Hey Allah’ım, nerelerden geldik buraya. Netice-i kelam, kitap okumayı seven ve içerisinde kitap okuma özlemi, aşkı, heyecanı barındıran her kişi, isterse bu evden sorumlu hatun bir kişi olsun, gerekirse tüm lükslerinden feragat edip okumaya vakit ayırabilir. Karşısına çıkan ufak çaplı yıldırma operasyonlarının ve çekemeyen haset sahibi milislerin önünü, mesela grevle ilk celsede kesebilir. Hani şu ceza-i müeyyideden kast olunan tam da budur.

Henüz işin başında acemilikten mütevellit hasıl olan ve bütün gün evde ne yaptığınızın çetelesini tutan müstakbel zevcinize cevap olarak, diğer işleri bir kenara bırakıp şahsın en aciz noktasını kollayıp nişan alabilirsiniz. Bu bizim evde biraz mutfaktan geçiyor. Üç gün yemek yapmama kararı almıştım misal. Ne mi oldu? Eşim üç gün boyunca yumurtanın denenmedik çeşidini bırakmadı; ta ki suratı kızarıp sivilceler çıkmaya başlayana değin. Ben ne mi yaptım? Üç günde üç koca kitabı bitirdim.
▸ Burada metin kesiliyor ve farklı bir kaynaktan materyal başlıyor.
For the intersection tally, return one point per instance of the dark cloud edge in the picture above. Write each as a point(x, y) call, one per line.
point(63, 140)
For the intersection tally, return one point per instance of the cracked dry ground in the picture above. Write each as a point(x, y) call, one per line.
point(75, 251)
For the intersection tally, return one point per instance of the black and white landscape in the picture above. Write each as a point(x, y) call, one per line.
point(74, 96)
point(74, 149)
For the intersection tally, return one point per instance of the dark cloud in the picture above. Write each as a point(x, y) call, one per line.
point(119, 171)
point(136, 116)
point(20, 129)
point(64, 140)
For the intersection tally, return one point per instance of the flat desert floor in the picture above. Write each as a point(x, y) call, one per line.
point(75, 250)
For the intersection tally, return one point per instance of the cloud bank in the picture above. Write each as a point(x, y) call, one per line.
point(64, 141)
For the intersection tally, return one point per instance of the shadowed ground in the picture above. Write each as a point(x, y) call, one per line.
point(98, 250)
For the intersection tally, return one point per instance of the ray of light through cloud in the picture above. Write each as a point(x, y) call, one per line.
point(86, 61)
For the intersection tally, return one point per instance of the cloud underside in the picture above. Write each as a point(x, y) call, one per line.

Bu sebepledir ki “evde bütün gün nasıl kitap okunur”un ne demek olduğunu iyi biliyor eşim.

Sonuç olarak kim bilir hangi kitaptan okuyup okuyup da edindiğim bir takım bilgilerin uygulamaya dönüşü müydü Allahüâlem. Hani çocukluğumuzda sürekli dinlediğimiz bir tanıtım vardı ya, “ödediğiniz her vergi size yol, su, elektrik olarak geri dönecek” diye. Okuduğumuz her kitap günün birinde kim bilir hangi müşkülümüze deva olacak Allah bilir. Ama bizi ferahlatacağı kesin.